Denmark on Thursday became the latest European nation to ban garments that cover the face, such as Islamic veils including burqa or niqab.
In a 75 to 30 vote, Danish legislators passed the law presented by Denmark’s centre-right governing coalition. The law was also backed by the Social Democrats and the far-right Danish People’s Party. The government says the law is not aimed at religious groups, but human rights advocates have criticized the rule as unnecessary.
“Anyone who wears a garment that hides the face in public will be punished with a fine,” says the law, which is to take effect on August 1.
Violating this law will lead to a fine of 1,000 kroner ($156). Repeated violations will be fined up to 10,000 kroner ($1,560).
The Danish government says the law is not aimed at any religion. But the law, popularly known as the “burqa ban”, is seen by some as directed at some Muslim women, who choose to wear the face veil in public.

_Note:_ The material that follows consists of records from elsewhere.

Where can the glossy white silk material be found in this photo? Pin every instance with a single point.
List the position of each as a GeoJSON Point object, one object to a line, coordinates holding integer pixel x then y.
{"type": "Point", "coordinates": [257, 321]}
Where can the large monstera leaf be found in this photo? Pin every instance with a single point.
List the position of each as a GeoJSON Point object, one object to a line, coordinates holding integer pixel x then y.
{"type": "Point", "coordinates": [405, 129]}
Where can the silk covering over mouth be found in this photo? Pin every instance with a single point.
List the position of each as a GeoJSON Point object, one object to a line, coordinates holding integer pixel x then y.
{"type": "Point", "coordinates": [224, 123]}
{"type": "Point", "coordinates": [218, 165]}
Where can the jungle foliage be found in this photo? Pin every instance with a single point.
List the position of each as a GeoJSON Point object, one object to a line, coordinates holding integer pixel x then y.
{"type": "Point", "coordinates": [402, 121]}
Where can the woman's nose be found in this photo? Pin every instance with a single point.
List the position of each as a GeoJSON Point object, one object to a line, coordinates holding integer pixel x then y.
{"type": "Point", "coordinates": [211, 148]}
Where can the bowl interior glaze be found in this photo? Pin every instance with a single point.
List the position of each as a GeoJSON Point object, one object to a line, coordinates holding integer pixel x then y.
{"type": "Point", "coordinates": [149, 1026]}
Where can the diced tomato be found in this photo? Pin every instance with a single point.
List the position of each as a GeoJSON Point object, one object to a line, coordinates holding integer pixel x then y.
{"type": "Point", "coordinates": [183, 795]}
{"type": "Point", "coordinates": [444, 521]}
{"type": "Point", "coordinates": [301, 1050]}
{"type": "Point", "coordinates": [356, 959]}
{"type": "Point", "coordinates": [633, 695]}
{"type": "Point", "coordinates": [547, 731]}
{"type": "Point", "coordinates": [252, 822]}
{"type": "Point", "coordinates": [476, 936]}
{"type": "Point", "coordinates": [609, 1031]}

“All women should be free to dress as they please and to wear clothing that expresses their identity or beliefs. This ban will have a particularly negative impact on Muslim women who choose to wear the niqab or burqa,” said Gauri van Gulik, Amnesty International’s Europe director.
Van Gulik added that the law fails “abjectly” if its goal is to protect women’s rights.
“The law criminalizes women for their choice of clothing and in so doing flies in the face of those freedoms Denmark purports to uphold,” she said.
Debate surrounding the burqa has persisted for years around Europe.
In December 2016, German Chancellor Angela Merkel said that “the full-face veil is not acceptable in our country,” and called for it to be banned. France and Belgium have enforced bans on burqas and other garments that cover the face. Local governments in Italy, Spain and Switzerland have also imposed bans, many of which have been challenged in court.